The Ghost is unmoving. He has to be. These people have already cracked him open too much, and he owes them. He does not like owing people at all. And he does not like the way those eyes study him. It makes him uncomfortable to hold this long and unnecessary discussion.
"You were assumed dead, had a different name after that, so I suppose that adds to no one telling you." Sound reasoning. Still, the Ghost wishes it all away. "And then there is the fact your power is easily disregarded, as you did just prove."
"I am Red," The Ghost repeats and blinks, slow. "I do not have any powers. I am not involved in this."
Next to him, the woman just watches with eyes that remind the Ghost of sad summer days with briny green water and nothing to eat. The prince just looks strained. As if he knows how close to snapping the Ghost is.
"So you don't have heightened senses?" The old man tilts his head. He looks like he has slightly lost a bit of patience on the Ghost's insistence. Not too much to be too unfriendly, but his voice is as dried out as a mud pit at a river in the summer. "You can't smell perfectly? See in the dark? Your reflexes and muscle memory are not above any other average? I heard you took Silks and Swifts down, but maybe I was mistaken."

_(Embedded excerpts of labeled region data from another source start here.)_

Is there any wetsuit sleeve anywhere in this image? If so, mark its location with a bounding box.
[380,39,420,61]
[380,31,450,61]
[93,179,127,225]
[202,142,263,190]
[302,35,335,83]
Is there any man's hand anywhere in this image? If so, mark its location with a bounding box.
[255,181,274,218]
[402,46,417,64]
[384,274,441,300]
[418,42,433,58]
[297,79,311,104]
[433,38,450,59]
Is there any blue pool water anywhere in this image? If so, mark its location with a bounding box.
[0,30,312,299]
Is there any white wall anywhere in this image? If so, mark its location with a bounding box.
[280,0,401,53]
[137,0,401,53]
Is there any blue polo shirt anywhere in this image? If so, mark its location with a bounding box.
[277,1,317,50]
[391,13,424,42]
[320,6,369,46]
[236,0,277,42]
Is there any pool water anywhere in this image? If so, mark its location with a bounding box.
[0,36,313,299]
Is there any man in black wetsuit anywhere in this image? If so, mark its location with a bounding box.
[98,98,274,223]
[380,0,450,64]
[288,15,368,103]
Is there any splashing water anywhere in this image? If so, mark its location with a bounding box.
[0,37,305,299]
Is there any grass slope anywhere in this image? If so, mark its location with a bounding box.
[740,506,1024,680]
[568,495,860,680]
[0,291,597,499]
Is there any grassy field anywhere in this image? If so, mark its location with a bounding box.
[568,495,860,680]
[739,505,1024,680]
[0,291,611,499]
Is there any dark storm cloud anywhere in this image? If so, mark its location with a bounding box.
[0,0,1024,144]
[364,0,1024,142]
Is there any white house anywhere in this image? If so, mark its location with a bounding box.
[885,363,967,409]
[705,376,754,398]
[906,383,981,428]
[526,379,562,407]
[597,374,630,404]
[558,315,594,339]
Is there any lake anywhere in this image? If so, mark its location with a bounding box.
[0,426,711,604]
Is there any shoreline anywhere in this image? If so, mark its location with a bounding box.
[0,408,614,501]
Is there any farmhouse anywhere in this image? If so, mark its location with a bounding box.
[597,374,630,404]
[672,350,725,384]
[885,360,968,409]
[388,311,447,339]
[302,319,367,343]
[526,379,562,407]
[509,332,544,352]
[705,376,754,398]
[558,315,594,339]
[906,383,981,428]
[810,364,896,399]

Every word is true. But it still makes little sense. "I still lose if I am not armed and very careful. I don't have super strength."
"That is not what you do. You are about instincts. How many times did you jump or sprint , for your body to know how to curl together and protect you? How many times did you think any other person would have given up but you endured? You don't need much , be it food or anything else, isn't that so?"
The Ghosts knows he is right. He thinks about the times his body got hurt. When he jumped into the water and survived. When he fought and survived. When he got shot, stabbed, burned, but always came back.
Remarkably you can walk, they told him with his broken ribs. The pain was nothing but a fueling need to leave everything behind.
"So, what is my..." For the first time in a long while, the Ghost's voice does not stutter because he barely uses it and it is hoarse, but because the words get stuck in the back of his throat as a hot iron someone has shoved down there.
"Let us say, for simplicity's sake," Julian Jacos offers. "It is surviving."